After falling over 20 per cent during January to July period in 2015, sugar prices have climbed around 25 per cent over the past two months.
After falling over 20 per cent during January to July period in 2015, sugar prices have climbed around 25 per cent over the past two months. According to market experts, erratic monsoon rains in the major sugarcane producing states in Uttar Pradesh, Karnataka and Maharashtra and pick up in festival demand contributed to sugar price surge in the recent past.
Sugar price at the National Commodities and Derivatives Exchange jumped to Rs 2,699 per quintal on October 7 from Rs 2,164.15 per quintal on July 31. The sweetener was trading at Rs 2,718.35 per quintal on commodity bourses on January 1. According to market experts, sugar price may rise further to Rs 3,000 per quintal by the end of the ongoing financial year.
Pallavi Munankar, research analyst, Geofin Comtrade, said, “Supply disturbance due to nationwide strike of transporters for past few days provided recent upside in sugar prices. Firmness in overseas prices also helped prices on domestic platform to move in northward direction. Also, improved demand for sweetener from retailers and bulk consumers with series of major festivals ahead like Dusshera, Diwali etc. also supported sugar prices.”
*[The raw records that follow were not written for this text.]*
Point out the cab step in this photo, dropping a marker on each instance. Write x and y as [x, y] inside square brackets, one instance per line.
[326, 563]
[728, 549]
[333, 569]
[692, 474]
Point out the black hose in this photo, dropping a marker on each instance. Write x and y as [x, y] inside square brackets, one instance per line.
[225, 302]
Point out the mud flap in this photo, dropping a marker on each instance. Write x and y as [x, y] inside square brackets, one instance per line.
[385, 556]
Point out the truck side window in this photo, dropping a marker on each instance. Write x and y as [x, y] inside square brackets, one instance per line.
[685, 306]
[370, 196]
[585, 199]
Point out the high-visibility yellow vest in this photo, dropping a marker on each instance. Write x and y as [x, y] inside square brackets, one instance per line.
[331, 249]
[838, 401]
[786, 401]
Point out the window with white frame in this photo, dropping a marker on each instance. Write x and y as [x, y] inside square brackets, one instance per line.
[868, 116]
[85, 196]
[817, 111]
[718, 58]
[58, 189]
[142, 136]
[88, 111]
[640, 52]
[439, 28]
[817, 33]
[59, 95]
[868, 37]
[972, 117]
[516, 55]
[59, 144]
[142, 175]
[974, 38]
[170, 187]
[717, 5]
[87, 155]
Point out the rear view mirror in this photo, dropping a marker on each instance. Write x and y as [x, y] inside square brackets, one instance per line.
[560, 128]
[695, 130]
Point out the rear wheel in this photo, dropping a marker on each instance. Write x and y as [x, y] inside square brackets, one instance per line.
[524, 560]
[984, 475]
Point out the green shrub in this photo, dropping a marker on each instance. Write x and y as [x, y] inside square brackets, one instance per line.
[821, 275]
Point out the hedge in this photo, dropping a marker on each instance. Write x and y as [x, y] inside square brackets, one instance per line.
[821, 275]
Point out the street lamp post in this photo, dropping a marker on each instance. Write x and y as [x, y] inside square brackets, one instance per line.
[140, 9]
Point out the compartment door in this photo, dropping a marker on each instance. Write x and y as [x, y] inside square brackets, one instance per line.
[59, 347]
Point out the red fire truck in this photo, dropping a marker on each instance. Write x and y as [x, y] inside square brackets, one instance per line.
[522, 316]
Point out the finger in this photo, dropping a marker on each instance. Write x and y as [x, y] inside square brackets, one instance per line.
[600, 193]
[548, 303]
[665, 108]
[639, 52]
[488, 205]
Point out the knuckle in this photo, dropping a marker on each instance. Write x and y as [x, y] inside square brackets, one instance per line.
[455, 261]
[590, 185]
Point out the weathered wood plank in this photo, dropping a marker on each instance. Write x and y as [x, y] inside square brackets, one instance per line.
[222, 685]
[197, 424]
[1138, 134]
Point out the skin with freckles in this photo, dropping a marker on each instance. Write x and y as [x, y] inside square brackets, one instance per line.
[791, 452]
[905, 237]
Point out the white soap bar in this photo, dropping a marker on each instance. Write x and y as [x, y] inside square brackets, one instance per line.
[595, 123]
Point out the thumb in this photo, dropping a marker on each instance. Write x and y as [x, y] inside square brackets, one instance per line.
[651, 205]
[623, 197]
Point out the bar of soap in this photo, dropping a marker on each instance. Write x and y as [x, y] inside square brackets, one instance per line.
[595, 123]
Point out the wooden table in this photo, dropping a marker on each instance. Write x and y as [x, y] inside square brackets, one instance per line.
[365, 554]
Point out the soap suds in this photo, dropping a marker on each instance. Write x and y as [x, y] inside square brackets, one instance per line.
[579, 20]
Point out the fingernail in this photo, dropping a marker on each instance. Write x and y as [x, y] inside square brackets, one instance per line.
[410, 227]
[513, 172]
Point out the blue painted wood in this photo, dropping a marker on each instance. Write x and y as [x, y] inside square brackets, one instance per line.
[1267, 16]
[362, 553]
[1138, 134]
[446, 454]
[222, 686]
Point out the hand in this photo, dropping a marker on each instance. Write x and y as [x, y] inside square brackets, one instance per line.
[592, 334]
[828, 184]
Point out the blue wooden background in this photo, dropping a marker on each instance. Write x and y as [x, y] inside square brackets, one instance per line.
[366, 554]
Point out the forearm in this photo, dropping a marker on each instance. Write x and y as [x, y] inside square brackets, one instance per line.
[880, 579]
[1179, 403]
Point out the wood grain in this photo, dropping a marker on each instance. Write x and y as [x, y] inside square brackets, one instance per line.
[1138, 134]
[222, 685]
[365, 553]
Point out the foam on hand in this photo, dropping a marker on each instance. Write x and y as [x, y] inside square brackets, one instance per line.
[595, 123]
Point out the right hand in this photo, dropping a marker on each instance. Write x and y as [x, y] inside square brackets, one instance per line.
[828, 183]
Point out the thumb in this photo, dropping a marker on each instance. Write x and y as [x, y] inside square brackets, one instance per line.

Indian Sugar Mills Association (ISMA), in its first advance estimate for sugar season 2015-16, has estimated production of 270 lakh tonnes, which is 10 lakh tonne lower from its preliminary estimates released in July, 2015.
This cut in estimates is due to below normal rainfall during monsoon season in July and August in Maharashtra and Karnataka.
“For 2015-16, the supply of sugar in domestic market would be 366 lakh tonnes. It is expected that the demand for Indian sugar export may be high in the current year as El Nino phenomenon may affect sugar production and crushing in Central America, Thailand, the European Union. Exports from the country may double this year to 22 lakh tonnes from 11 lakh tonnes last year. The domestic consumption of sugar, may increase to 260 lakh tonnes from 251 lakh tonnes last year,” said, Riteshkumar Sahu, research analyst, Agri Commodities, Angel Commodities Broking.
What a careful investor needs to do, since sugar is an international commodity, is to check out the factors that can hamper the production of sugar in top producing countries like Brazil, India and Thailand. The other factors investors should watch out for is the weather pattern like weak monsoon rains, El Nino phenomenon or excessive dryness, which hamper the sugar production and its crushing. The demand from the top sugar importing countries likes the US, Germany, UK and China are also important factors that can affect prices.
Government policies – regarding assured cane prices for farmers, ethanol blending, export subsidy and norms as well as currency movement also play a big role in determining artes and supplies of sugar in the world market.
“In order to take a medium term view on the prices, one needs to analyse country by country supply and demand scenario and previous stocks available to know where the prices are headed going forward. If carry forward stocks are less and a drought situation arises in any of the top sugar producing countries, prices will rise. Sugar prices generally have 3 to 5 years bull bear cycle,” said, Jimeet Modi, CEO, SAMCO Securities.
International Sugar Organization (ISO) predicted global sugar market to slip into a deficit after enjoying multi-year surpluses. It projected a deficit of around 2.5 million tonnes in 2015-16 and forecast more than double deficit of 6.2 million tonnes in 2016-17.
According to some market experts, prospects for a strong El Nino could provide a direction to sugar, which is currently recovering fast from its record lows in 2015. One needs to keep an eye on production news from Brazil, India and Thailand as there is a possibility of extreme weather related activity like floods, droughts or other events. The production cut and government policies in favour of ethanol usages may provide much needed upside shock to sugar prices, in a scenario of global glut. Rising ethanol demand in Brazil may be a bullish sign for the sugar as the mills may produce more ethanol than sugar.
In another development, market participants or hedge funds also have switched their net positions into positive territory for the first time since June last year, according to Commodity Futures Trading Commission (CFTC) data release last week.
Market experts are certainly bullish on sugar. “In the domestic front, there is still hope that additional policy decisions on sugar export sops, creating buffer stocks, mandating ethanol blending to 5 per cent in petrol and linking cane price to sugar may surge sugar prices from the current level of Rs 2,620 a quintal to touch Rs 3,000 per quintal by March end,” said Sahu.
Jayant Manglik, president, retail distribution, Religare Securities, said, “As understood from market reports and trade talks, demand for sugar is likely to remain stable while supplies are likely to be limited. Exports could look up.
The current overall situation points to prices in excess of Rs 3,000 per quintal by March 2016 end”.